4868 rows × 5 columns

Factor and macro loadings

AMBRIC’s hierarchical loadings — \(\Lambda\) for the regional factors, \(\Gamma\) for the macro covariates, and \(\delta_r\) for the XGBoost bridge signal (see the README for the full specification) — can be inspected after fitting.

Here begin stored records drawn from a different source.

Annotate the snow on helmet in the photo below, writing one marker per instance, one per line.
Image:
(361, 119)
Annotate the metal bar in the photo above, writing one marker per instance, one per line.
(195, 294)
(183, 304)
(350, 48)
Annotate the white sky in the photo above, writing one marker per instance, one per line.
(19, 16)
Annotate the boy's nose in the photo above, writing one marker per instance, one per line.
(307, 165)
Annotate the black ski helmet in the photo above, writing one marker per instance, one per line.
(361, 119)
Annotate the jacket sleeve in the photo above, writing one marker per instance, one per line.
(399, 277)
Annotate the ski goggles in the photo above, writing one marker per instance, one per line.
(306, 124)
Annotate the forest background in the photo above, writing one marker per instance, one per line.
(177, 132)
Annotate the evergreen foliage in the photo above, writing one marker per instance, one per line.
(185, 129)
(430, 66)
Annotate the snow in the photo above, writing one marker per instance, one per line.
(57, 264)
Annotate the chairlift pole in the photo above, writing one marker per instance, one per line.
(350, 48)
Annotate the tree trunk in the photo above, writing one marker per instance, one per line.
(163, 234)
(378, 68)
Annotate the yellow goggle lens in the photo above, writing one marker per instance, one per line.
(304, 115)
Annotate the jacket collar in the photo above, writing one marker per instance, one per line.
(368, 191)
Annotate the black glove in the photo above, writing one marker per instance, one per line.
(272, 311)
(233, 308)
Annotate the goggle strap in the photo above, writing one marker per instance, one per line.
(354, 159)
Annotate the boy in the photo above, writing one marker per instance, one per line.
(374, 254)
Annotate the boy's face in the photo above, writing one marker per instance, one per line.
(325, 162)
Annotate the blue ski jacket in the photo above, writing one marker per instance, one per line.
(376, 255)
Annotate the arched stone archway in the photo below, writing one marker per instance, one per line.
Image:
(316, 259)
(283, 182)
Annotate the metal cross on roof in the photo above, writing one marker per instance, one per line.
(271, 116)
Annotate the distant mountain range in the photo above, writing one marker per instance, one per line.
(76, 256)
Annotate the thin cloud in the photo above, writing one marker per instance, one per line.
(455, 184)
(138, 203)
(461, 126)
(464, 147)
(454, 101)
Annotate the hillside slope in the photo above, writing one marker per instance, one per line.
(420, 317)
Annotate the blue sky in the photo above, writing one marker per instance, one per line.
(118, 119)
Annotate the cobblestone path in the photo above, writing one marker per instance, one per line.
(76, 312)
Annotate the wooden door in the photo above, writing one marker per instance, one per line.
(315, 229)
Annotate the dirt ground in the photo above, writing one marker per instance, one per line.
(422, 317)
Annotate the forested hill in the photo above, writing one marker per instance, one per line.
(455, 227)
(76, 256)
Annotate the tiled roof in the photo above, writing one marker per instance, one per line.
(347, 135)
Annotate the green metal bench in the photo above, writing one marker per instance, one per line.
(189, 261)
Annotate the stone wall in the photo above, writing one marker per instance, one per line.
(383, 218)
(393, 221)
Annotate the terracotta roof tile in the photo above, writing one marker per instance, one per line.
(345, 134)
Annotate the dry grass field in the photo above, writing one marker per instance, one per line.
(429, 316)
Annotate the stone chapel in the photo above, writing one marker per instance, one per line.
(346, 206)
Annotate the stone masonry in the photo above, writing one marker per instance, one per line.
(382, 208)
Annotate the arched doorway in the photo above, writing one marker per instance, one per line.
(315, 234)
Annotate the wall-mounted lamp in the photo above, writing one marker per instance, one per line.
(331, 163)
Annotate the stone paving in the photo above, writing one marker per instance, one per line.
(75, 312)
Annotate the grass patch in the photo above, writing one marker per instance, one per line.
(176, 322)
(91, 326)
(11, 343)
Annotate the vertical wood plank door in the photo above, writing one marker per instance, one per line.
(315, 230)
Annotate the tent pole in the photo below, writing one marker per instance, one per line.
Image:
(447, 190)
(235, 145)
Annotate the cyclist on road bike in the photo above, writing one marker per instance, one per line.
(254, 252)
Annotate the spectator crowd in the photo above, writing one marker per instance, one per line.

amb.assemble_loadings_data().head()
2026-05-10 15:08:18.822 | INFO     | ambric.diagnostics:assemble_loadings_data:688 - Assembled loadings data: 60 rows across 12 regions, broad types: ['factors', 'macro', 'boost_signal'], scaled by variable stds
region loading_name broad_type mean hdi_low hdi_high scaled
0 region_00 factor_0 factors -0.002508 -0.019945 0.014487 True
1 region_00 factor_1 factors 0.000643 -0.016979 0.019846 True
2 region_01 factor_0 factors -0.001983 -0.018213 0.014985 True
3 region_01 factor_1 factors 0.002221 -0.016776 0.022254 True
4 region_02 factor_0 factors -0.000808 -0.017801 0.015884 True
amb.plot_loadings_by_region()
2026-05-10 15:08:18.857 | INFO     | ambric.diagnostics:assemble_loadings_data:688 - Assembled loadings data: 60 rows across 12 regions, broad types: ['factors', 'macro', 'boost_signal'], scaled by variable stds

2026-05-10 15:08:19.862 | INFO     | ambric:plot_loadings_by_region:1297 - Plotted loadings by region.
amb.plot_loadings_aggregate()
2026-05-10 15:08:19.886 | INFO     | ambric.diagnostics:assemble_loadings_data:688 - Assembled loadings data: 60 rows across 12 regions, broad types: ['factors', 'macro', 'boost_signal'], scaled by variable stds

2026-05-10 15:08:20.570 | INFO     | ambric:plot_loadings_aggregate:1322 - Plotted loadings in aggregate by broad type.

If you want to persist the fitted posterior to disk for reuse, call amb.save_trace('path/to/trace.nc').